Bruce Davidson: Subway at Aperture Gallery Starting in the ‘80s, Davidson began photographing New York City’s subway system: old ladies commuting to church, trains doused in graffiti, lone figures, lost in thought, on their way to somewhere else. Some of the photos are almost abstract in nature, focusing on the pink of a scarf or the grey felt texture of a hat. Others chronicle the personalities that gather in this lively public space. Above all, it’s a love letter to New York. Opens on Thursday at 6 P.M., in Chelsea.
Civic Action: A Vision of Long Island City at The Noguchi Museum The issue of development (not to mention over-development) is a hot one in New York. This compelling, if challenging exhibit at The Noguchi Museum, looks at the issue in the context of Long Island City — a neighborhood that was a residential bastion for the aristocracy in the 19th century and is now a gritty industrial center that is increasingly playing home to high-rise luxury development, little of which shows any thoughtfulness to the urban fabric. As a response to this, The Noguchi Museum, in collaboration with the Socrates Sculpture Park, asked four teams of artists, architects and thinkers to reconsider aspects of the neighborhood as a way of making it more livable. The proposals involve everything from waterside esplanades to a greater consideration of power consumption by area businesses. Aficionados of urban planning (and liveable cities), consider this a must-see. Opens on Thursday, in Long Island City.

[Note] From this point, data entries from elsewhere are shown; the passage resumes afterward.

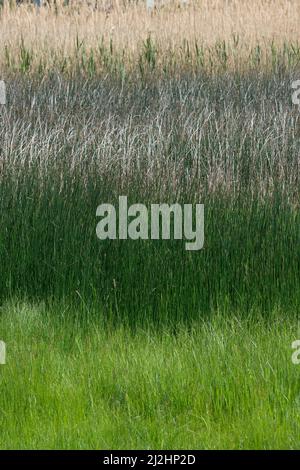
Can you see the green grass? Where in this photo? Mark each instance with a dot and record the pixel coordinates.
(224, 383)
(133, 344)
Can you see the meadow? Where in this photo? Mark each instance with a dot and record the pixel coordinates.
(134, 343)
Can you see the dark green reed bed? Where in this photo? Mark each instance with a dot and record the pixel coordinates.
(124, 343)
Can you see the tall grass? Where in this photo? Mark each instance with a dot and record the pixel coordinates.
(228, 141)
(115, 36)
(224, 384)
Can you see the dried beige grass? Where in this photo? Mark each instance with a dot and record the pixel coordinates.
(52, 31)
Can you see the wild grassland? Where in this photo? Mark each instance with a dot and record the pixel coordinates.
(226, 383)
(122, 344)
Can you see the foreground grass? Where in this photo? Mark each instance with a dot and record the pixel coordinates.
(220, 384)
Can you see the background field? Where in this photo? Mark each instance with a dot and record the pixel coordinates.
(141, 344)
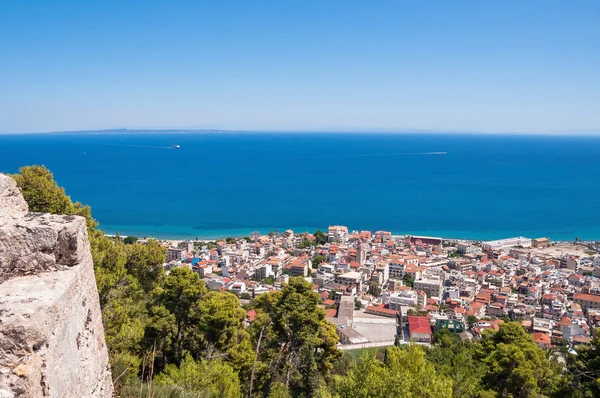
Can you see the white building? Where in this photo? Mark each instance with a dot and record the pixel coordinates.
(505, 243)
(349, 277)
(467, 248)
(337, 233)
(264, 271)
(401, 298)
(175, 254)
(433, 286)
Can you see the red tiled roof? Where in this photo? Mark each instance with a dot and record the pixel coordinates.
(587, 297)
(419, 324)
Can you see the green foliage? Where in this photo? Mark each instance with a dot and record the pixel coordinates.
(198, 344)
(515, 365)
(584, 368)
(405, 373)
(130, 240)
(212, 379)
(455, 360)
(297, 330)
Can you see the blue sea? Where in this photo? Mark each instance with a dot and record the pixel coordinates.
(229, 184)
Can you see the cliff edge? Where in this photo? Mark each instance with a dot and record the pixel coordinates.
(51, 335)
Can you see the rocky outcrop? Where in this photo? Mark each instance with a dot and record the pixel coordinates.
(51, 335)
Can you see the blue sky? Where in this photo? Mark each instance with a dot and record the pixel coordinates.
(498, 66)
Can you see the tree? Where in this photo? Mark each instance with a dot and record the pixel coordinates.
(212, 379)
(584, 368)
(182, 288)
(471, 320)
(515, 365)
(130, 240)
(145, 262)
(297, 322)
(43, 195)
(404, 373)
(455, 360)
(220, 321)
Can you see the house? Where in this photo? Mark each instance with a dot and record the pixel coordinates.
(432, 286)
(176, 254)
(542, 340)
(587, 301)
(237, 288)
(540, 243)
(419, 329)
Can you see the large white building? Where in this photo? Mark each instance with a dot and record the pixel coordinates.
(337, 233)
(433, 286)
(401, 298)
(264, 271)
(505, 243)
(174, 253)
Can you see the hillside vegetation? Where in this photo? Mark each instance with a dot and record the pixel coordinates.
(169, 336)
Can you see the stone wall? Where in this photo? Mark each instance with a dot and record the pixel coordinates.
(51, 335)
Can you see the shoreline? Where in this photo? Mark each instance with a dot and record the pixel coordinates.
(200, 238)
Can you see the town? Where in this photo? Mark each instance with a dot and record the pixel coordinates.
(380, 289)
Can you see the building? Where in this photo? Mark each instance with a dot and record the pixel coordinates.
(349, 278)
(540, 243)
(428, 240)
(433, 286)
(587, 301)
(176, 254)
(494, 245)
(467, 248)
(419, 329)
(296, 268)
(401, 298)
(264, 271)
(337, 233)
(237, 288)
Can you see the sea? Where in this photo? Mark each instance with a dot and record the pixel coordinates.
(220, 184)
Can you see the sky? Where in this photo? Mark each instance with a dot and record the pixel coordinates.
(489, 66)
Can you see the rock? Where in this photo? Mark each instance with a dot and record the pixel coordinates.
(51, 334)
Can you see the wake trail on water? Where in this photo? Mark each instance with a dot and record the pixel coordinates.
(137, 146)
(364, 155)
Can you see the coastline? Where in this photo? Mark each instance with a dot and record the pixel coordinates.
(242, 232)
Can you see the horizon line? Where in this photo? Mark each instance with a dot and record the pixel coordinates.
(373, 130)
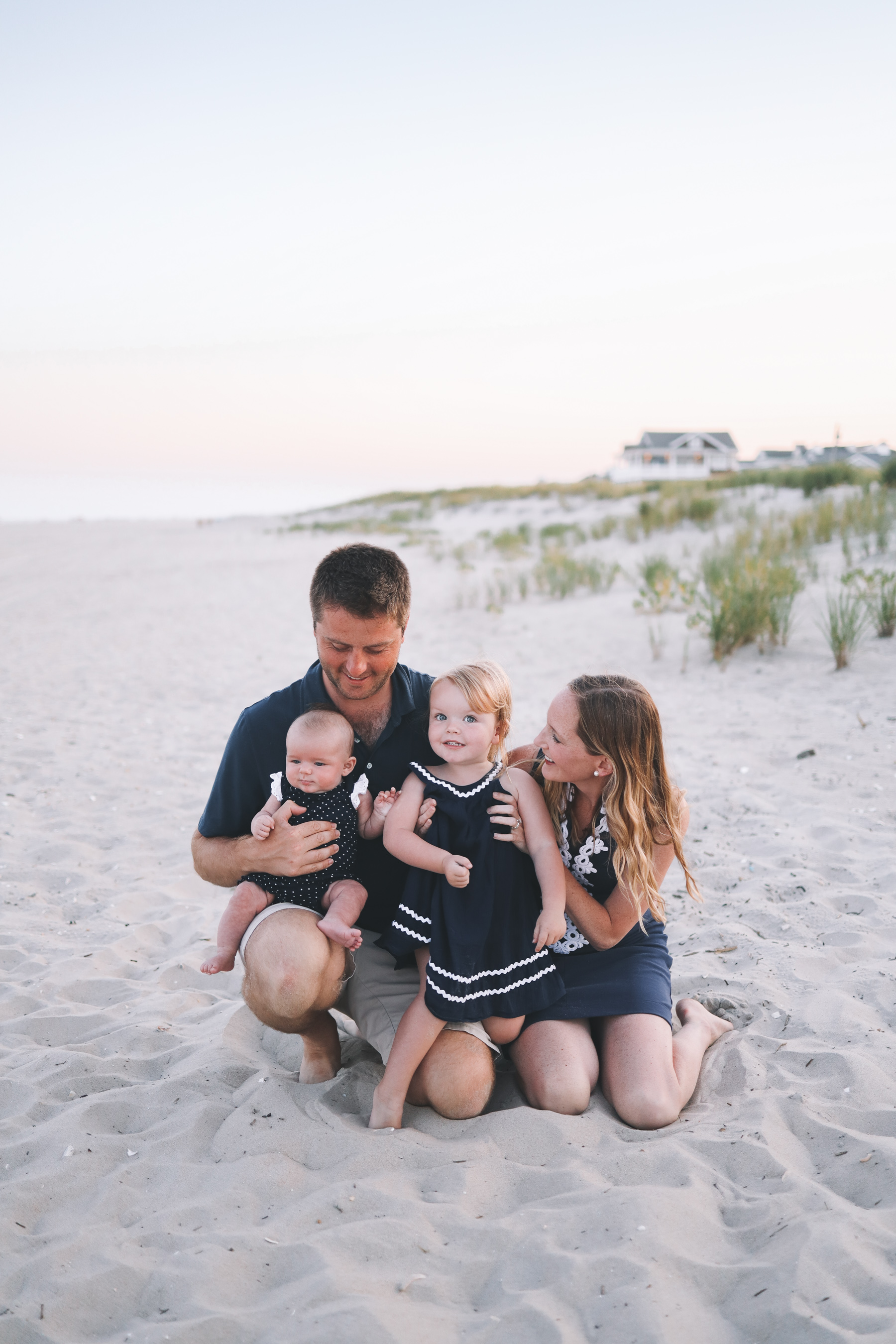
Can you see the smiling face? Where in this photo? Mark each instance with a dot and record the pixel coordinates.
(358, 654)
(566, 756)
(316, 759)
(458, 734)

Plus, there’s a slew of one-off events going on Thursday and through the weekend that merit some investigation. These include:
- The Empire of Death: Spectacular Ossuaries and Relics in the 16th and 17th Centuries, a lecture and book signing with Paul Koudounaris at the Observatory at Proteus Gowanus Gallery Koudounaris spent almost half a dozen years trotting around the globe studying and photographing religious shrines and other sites that incorporate human bones as decorative motif. He has compiled his findings in a stunning hardback tome full of glossy photos — a stunning array of morbid-fascinating architecture. Thursday night at 8 P.M., in Brooklyn.
- Sophie Calle, The Room at the Lowell Hotel This one is for the voyeurs: Calle, a noted French artist will install significant objects from throughout her life in a room at fancy-pants Manhattan hotel and you can go and ogle them. Starts Thursday at midnight, on the Upper East Side.
- Chris Verene: The Self-Esteem Salon with Jessica Grable, The Self-Preservation Series, at Postmasters Gallery These days there seems to be a surfeit of performance pieces that are all about healing — which is where Grable and Verene come in, with a pop-up salon that is devoted to just that. Having been exposed to Verene’s work on numerous occasions, I expect that this will be absurd and demented. Three days of performances and sessions kick off Sunday at 6 P.M. in Chelsea.
- Desert Island Comic Zine Party at the Whitney Museum To celebrate the final week of their Lyonel Feininger show, the museum is teaming up with Desert Island, the venerable Brooklyn comic book shop, to do a pop-up comic book and zine fair for an afternoon. A good opportunity to geek out! This Saturday, from 1 to 4 P.M., on the Upper East Side.
- HEADS UP: Next Wednesday, the Architecture and Design Film Festival kicks off in Tribeca. Among the many films that will go on view (including a doc about Charles and Ray Eames and unfinished spaces by exiled Cuban architects), I’m really looking forward to catching "The Pruitt-Igoe Myth," by Chad Friedrich — which explores the rise and fall of one of the country’s most fabled, and ultimately, notorious, housing projects.